'Eliminating values in CrossTable in R
I'm just getting started in R and I'm trying to wrap my head around Chi square for a university assignment.
Specifically, I am using the General Social Survey 2018 dataset (for codebook: https://www.thearda.com/Archive/Files/Codebooks/GSS2018_CB.asp), and I am trying to figure out if religion has any effect on the way people seek out help for mental health.

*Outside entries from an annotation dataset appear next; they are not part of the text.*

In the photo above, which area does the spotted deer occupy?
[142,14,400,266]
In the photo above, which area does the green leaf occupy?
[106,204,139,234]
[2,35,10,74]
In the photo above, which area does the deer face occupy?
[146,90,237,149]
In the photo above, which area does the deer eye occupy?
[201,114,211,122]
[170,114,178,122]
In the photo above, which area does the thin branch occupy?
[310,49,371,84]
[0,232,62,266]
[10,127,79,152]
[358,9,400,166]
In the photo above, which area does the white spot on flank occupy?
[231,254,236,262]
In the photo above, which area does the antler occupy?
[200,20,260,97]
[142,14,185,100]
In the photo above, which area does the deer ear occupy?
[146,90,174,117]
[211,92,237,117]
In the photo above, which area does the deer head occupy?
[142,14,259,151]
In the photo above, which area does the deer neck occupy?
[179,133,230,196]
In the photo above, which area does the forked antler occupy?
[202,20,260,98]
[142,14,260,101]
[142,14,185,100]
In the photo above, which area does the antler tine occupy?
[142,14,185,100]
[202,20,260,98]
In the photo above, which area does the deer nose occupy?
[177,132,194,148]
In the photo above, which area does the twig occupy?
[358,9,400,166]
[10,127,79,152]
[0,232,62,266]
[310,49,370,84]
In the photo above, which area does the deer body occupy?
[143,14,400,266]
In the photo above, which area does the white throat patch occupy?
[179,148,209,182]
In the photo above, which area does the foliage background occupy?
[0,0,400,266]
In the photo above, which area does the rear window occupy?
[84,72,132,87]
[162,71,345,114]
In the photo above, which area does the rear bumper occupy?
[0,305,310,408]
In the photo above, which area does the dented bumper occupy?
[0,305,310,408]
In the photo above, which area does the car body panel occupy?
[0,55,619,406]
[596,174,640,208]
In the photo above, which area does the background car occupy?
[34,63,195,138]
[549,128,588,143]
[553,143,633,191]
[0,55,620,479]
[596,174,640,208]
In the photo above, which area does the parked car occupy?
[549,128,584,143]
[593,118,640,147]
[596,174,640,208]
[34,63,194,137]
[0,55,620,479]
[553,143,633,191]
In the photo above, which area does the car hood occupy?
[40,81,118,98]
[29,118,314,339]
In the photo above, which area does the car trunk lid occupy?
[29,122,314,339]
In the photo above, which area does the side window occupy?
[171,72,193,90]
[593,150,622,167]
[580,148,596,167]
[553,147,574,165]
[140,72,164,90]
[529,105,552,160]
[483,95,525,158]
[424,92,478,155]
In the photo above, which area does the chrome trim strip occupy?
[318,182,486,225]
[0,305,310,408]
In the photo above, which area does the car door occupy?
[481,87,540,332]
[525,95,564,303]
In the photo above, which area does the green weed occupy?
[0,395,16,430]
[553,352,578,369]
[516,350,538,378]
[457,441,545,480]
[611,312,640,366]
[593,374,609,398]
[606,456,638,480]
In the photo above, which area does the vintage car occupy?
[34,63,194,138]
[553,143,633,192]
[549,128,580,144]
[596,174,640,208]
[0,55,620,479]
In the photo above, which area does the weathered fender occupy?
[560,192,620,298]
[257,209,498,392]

I want to use reliten (self-assessment of religiousness - from strong to no religion) as the independent variable, and mentloth, (asks if a person with mental health issues should reach out to a mental health professional - yes or no) as the dependent variable. Next to the Chi-square, I also want to add CrossTable(GSS18$reliten, GSS18$mentloth), but I'm not sure how to take out the "Not applicable", "Don't know" and "No response" values coded as 0, 8 and 9. Anyone has some tips?
Below there is a short preview of my data, if it helps.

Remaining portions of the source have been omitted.